If you have ties to the real estate business, you know the three most important factors that determine the value of an asset: Location, location, and location. In a similar way, the value of proper location metadata for OTbase, and more generally for the value you'll get out of your OT asset inventory, cannot be overstated.
Getting the location namespace right is by far the biggest issue novice OTbase users struggle with. Therefore, study this section in detail and plan for ample time to get your location hierarchy straight.
Have a solid foundational location hierarchy in place before you import asset data from OTbase Discovery. Do not skip this step and "worry about location later", it will only waste time. If you do want to import discovery data prematurely, be prepared to start over from scratch once you have your location metadata nailed down.
What is location in OTbase, anyway?
In OTbase, location always refers to geolocation. Something you can pinpoint on a map, or floor plan. Something that has GPS coordinates. Examples of locations are:
- North America
- Denver, Colorado
- Building A
- 2nd floor
- Room 122
- Cabinet A553
The following are not examples of locations:
- HMI network
- Water purification
- Legacy OT
- ACME Inc. (subsidiary)
They are functional or organizational entities that you should try to avoid in your location namespace. Don't worry, you can still stick those items to your assets, because OTbase provides multiple metadata dimensions.
OTbase lets you express location as a hierarchy. This is extremely useful because it allows for granularity when it comes to filtering asset data, and to access rights. As an example, you'll be able to see all devices in North America, or only the devices in a specific site in North America. The depth of your hierarchy is completely up to you. Therefore, if you wanted to go four or five levels deep, let's say down to cabinets or even racks, that's totally fine.
You build out your location hierarchy by going to INVENTORY then selecting LOCATIONS.
Click on Add to add a location. The Add Location modal window will appear which you can then fill out to create a new location.

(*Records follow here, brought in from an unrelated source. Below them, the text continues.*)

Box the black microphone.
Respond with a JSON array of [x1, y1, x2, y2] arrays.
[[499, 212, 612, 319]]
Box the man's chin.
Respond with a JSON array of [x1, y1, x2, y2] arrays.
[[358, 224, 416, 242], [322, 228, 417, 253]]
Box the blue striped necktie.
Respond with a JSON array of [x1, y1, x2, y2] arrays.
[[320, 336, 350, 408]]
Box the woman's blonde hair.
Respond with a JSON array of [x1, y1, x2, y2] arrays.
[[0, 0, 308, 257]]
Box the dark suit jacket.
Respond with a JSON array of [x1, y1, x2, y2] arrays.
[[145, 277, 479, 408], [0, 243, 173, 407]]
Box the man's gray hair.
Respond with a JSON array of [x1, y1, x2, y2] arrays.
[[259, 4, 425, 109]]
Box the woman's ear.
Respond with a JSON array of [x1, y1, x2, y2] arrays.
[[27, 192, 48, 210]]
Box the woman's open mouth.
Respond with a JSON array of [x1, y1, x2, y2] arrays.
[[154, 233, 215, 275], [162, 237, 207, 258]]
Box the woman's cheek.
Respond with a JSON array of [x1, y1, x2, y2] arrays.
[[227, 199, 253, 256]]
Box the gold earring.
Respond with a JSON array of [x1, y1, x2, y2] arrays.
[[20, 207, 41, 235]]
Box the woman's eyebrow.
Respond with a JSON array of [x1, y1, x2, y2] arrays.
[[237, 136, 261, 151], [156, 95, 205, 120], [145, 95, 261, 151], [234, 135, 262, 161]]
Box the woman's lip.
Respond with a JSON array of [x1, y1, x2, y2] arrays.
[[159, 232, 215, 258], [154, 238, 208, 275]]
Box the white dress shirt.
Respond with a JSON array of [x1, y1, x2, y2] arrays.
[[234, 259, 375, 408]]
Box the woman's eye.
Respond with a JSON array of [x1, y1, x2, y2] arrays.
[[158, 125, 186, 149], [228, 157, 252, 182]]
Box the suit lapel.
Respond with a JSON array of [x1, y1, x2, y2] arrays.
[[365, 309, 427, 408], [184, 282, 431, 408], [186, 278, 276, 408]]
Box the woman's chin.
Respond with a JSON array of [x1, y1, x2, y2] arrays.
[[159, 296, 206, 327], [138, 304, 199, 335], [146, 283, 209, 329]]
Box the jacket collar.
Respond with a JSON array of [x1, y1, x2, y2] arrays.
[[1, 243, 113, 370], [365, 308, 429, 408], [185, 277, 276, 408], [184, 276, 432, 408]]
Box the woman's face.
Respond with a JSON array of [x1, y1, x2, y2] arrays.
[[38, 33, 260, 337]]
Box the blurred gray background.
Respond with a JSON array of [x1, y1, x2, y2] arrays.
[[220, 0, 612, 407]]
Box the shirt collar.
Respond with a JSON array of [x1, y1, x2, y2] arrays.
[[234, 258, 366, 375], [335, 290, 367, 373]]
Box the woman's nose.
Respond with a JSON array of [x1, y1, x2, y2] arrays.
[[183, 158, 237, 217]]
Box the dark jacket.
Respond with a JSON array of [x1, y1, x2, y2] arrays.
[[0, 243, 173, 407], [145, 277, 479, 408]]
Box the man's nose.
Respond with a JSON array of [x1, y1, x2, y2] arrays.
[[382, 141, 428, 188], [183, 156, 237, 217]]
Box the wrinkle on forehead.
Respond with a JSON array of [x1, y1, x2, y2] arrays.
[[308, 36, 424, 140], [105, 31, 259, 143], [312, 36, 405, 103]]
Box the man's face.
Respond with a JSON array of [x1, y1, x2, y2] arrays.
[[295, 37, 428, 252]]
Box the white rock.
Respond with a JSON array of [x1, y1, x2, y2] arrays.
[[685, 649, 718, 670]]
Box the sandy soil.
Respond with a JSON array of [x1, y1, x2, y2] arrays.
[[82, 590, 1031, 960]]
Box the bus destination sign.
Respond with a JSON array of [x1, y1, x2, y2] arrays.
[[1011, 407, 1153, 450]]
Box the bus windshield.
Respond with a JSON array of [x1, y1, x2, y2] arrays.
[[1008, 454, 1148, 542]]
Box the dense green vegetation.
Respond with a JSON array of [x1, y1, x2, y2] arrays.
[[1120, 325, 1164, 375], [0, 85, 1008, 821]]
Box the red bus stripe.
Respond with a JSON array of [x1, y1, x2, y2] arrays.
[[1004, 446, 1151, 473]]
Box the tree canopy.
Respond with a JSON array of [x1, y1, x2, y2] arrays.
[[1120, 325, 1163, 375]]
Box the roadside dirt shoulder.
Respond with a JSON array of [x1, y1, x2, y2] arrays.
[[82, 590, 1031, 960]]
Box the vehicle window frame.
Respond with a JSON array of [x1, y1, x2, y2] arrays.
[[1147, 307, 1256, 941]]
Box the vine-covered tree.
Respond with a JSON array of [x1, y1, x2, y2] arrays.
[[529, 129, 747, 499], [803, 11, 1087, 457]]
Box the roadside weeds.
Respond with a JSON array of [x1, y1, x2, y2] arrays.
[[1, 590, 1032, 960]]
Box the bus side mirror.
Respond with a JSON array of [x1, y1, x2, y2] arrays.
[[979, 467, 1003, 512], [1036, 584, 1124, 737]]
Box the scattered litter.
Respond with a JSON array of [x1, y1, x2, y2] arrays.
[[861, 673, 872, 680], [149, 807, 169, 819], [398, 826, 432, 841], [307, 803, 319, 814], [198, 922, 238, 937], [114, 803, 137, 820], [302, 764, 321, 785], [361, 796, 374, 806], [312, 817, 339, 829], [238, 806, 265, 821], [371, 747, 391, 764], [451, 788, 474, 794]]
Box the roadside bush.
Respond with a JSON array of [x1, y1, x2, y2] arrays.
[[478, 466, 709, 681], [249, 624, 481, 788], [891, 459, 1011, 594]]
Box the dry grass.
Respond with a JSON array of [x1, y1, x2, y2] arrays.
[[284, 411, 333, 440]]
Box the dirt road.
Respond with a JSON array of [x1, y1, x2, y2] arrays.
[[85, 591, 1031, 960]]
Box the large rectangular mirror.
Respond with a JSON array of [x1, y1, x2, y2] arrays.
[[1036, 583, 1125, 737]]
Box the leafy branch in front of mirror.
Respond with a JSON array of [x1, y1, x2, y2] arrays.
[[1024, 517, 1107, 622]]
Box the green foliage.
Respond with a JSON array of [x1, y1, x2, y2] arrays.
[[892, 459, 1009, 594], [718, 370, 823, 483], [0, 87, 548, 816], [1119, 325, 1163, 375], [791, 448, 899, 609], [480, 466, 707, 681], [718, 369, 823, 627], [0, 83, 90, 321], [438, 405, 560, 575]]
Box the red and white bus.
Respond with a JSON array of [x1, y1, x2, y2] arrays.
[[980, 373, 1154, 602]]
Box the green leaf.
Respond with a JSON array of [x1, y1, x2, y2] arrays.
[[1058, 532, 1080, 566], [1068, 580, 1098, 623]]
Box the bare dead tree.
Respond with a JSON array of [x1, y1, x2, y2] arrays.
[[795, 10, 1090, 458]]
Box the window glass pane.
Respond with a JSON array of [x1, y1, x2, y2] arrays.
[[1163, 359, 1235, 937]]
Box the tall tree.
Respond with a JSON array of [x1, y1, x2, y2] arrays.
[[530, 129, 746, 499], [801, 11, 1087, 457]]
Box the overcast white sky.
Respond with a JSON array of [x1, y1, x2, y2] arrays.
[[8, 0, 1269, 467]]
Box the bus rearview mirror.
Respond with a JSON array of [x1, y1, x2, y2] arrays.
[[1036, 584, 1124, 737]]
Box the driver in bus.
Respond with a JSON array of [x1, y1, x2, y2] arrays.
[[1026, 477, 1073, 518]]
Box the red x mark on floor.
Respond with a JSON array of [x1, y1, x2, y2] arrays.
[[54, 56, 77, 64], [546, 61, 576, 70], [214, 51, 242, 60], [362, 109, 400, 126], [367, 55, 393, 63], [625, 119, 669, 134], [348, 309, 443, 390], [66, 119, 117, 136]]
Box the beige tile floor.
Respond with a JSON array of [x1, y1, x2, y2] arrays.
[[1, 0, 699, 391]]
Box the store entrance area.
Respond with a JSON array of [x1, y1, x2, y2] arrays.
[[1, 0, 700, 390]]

For the time being, ignore the ID field.
The new location will appear depending on your starting point. In our example, Miami will be inserted below "USA", as a sublocation. If we wanted to further subdivide the Miami site, we would select the new Miami location and then click on Add.
If you want to move sublocations, for example because you made an error on input, select the sublocation in question and click Edit. In the edit pane, open the path drop-down and choose the location below which you want to insert this location. Then click Save.
You will most likely want to highlight your different sites. This is what the Reference Location attribute is for. Simply select on a location that you want to designate as a reference location, click Edit and set the Reference Location attribute. Thereafter, your location will appear in boldface and will have a Home icon in front of it. In Product Profiles, CVE Profiles etc., assets are grouped by Reference Locations, so it is important to make assignments properly.
Using a hybrid location hierarchy
This article emphasized the benefits of using a location namespace that's purely based on geolocation. It will give you the most flexibility and granularity. Don't worry about other important metadata such as network association, organizational aspects etc. -- all of these can be expressed perfectly fine by using additional metadata dimensions that are covered in the next article in this section.
There is, however, one scenario where you may consider deviating from a pure geolocation namespace: If your organization has been using a hybrid namespace for years, and pretty much everybody is used to it. In that scenario, it might be better to just stick with the tradition rather than enforcing a new system on your coworkers (hint: they will hate you for it).
Whatever system you end up with, make sure that you have buy-in from major stakeholders, usually including multiple departments, before actually coding a location namespace and running with it.